From somewhere in the countryside around my house came two Ethiopian boys a little older than me named Nagush and Gusaheim.
And occasionally another boy, Ababa. Ababa and his father had some type of grudge about the land our house was on. When our Ethiopian landlord came by and saw me playing with Nagush and Gusaheim he was shocked. “You let him play with them?” My mother said “why not?”
Negash and Gusaheim taught me to crack a whip, swing a slingshot and climb a eucalyptus tree. And they took me with them for “Hoya hoya yenegeta!” They were teaching me to speak Amharic too. And I was teaching them English.
I was learning to write Amharic at Nazareth school but I was doing much better speaking it. I was moving beyond curse words. My mother never did. One day she yelled a curse she learned from me. She knew what it meant. Yelem Beka Fesam Hid Koshasha – No Enough Fart Go Trash. The Ethiopian man outside the Commissary did not appreciate it and spit on her. There was no getting around paying to have your car guarded and she paid after that. Having DPL license tags could be a blessing and curse. She never learned much more Amharic except Ishee (yes) and yelem (no) and Tenastelin (God be with you). I said Tenataling, close enough. In my child’s mind Tenastelin was like a magic word, to be used for good. We had nothing in English to compare to it.

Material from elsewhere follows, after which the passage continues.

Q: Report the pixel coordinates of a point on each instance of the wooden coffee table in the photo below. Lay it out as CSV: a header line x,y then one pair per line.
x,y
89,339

Nazareth School was totally different than the English School. There were 75 kids in the class at one point from all the diplomatic communities. There were American, Armenian, Greek, Italian, Indian… and Ethiopians. My teacher was Sister Martha. She wore a grey knee-length skirt and a white shirt with a grey vest. She was helped by an Armenian girl about 16 years old. We learned by repetition. Sister Martha would tap at the board with a stick and say 9 times 9 is 81 and we would shout it back. I knew my 12 times tables by the end of the first grade. Repetition was going on in other classrooms all day long and you could hear them doing it. In American schools you are told once and that’s it. Reverend Mother Loiseau (Luwizo) ran Nazareth School with a rod of iron. My mother had given her some Guinea Hens and also loaned her our Jeep with a driver once. I hoped this would keep me out of her office. When a series of earthquakes rocked Addis Sister Martha asked my father if Nazareth School could stand it. “Yes“ he assured her. I never went to Mother Loiseau’s office but I got my hand hit with the ruler by Sister Martha and got it hit hard for buying homemade candy through the school fence from the old Ethiopian man. That delicious pure sugar candy, the sugar covered almonds from the diplomatic parties and the chewing gum from the mastika house at the top of our street sent me in Empress Zauditu Hospital to have a rotten tooth pulled out. No novocaine, Ether poured over gauze on my nose. Torture. I started brushing my teeth more after that but I still snuck up to the mastika house, and still begged my mother for candy from the Commissary and the shops in Addis. Chocolate from the Commissary often had white streaks, it got hot on the trip to Addis. Candy in the stores in Addis was from countries around the Mediterranean Sea and tasted better anyway.
Hello Ato Steven,
Your ‘mini’ memoir is a delightful and enormously informative read. Thank you. You deserve a round of mastika! I am eagerly waiting for the third (hopefully not final) installment. Please hurry up!